A captivating mind

by DIMITER KENAROV

Bulgarian dissident writer Georgi Markov (1929-1978). PHOTO/Wikipedia

Nine years later, Georgi was dead. A dissident writer and radio journalist living in London whose weekly broadcast, In Absentia: Reports About Bulgaria, had gained a dedicated following in his native land, Markov was assassinated in broad daylight, shot in the thigh with a miniature poisonous pellet by an agent of the Bulgarian State Security Service (SSS). At the time, it was assumed that the murder weapon had been a modified umbrella gun, and the case became known worldwide as “the Bulgarian Umbrella.” It was one of the most lurid and mysterious assassinations of the Cold War era.

Beneath the patina of public success and official recognition, Markov always maintained a critical stance. The thread running through much of his early fiction, including Men, is the moral conflict between the idealistic, conscientious person—“the true communist”—and the indifferent, inefficient, corrupt system, which tries to mask its flaws behind the cant of communist ideology.
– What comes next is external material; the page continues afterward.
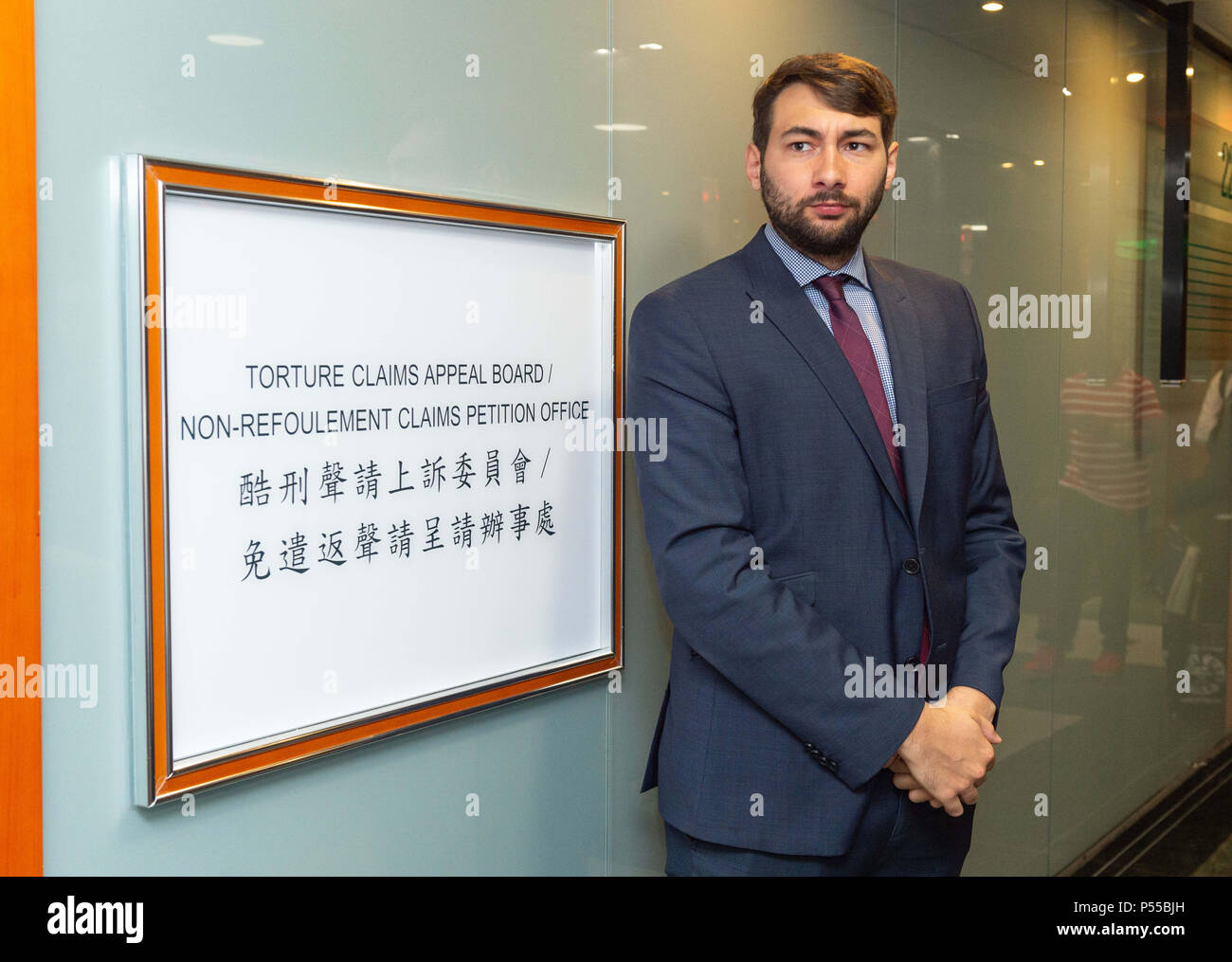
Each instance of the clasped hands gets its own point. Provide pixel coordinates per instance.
(949, 754)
But the system itself is never at fault; rather, failure is presented as an aberration, the product of wayward individual irresponsibility and petty—often still bourgeois—personal ambition overriding the public interest. In Men, Ivan, a skilled engineer and committed communist, tries to reform his institute by standing up to its incompetent management: “I believe in our time, with all of its faults,” he declares. It was an attitude prevalent among many of the progressive writers in the Soviet bloc—most notably, the East German novelist Christa Wolf, an exact contemporary of Markov’s, whose heroes and heroines staunchly persevere in their socialist beliefs in spite of all.
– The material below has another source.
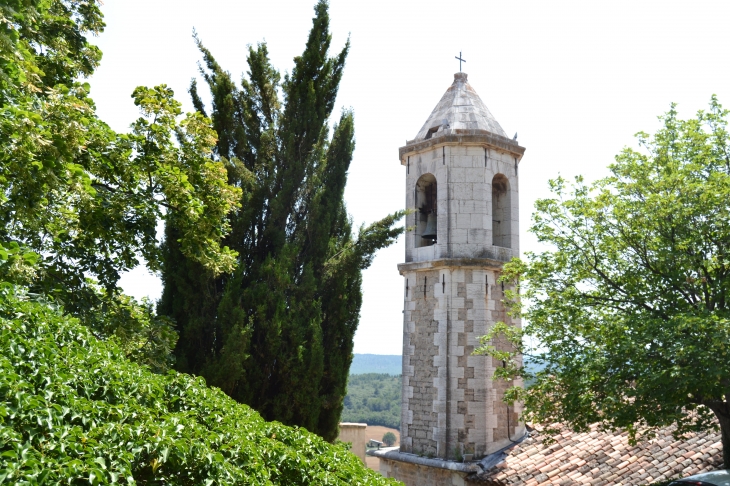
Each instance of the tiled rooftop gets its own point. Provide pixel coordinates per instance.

It was a delicate balancing act involving a lot of compromise. Officially, there was no censorship in Bulgaria, no single bureau or bureaucrat responsible for enforcing the party line—yet writers had to tread lightly and engage in subtle forms of self-censorship. In Markov’s early fiction, though his prose is never careless or clichéd, the plots often seem contrived, and the characters rarely rise above their socialist-realist types. As Markov wrote several years after leaving Bulgaria: “We had to, figuratively speaking, mutilate our characters—the receptacles of our ideas—by pulling their teeth out, clipping their nails, cutting their hair, poking out their eyes, and all too often removing their brains as well, so that they could begin resembling creatures acceptable to the Party.” The socialist hero was “a clinical idiot…the rejection of everything human.” Despite Markov’s best efforts, the ideological demands of the regime were gradually corrupting his literary ambitions.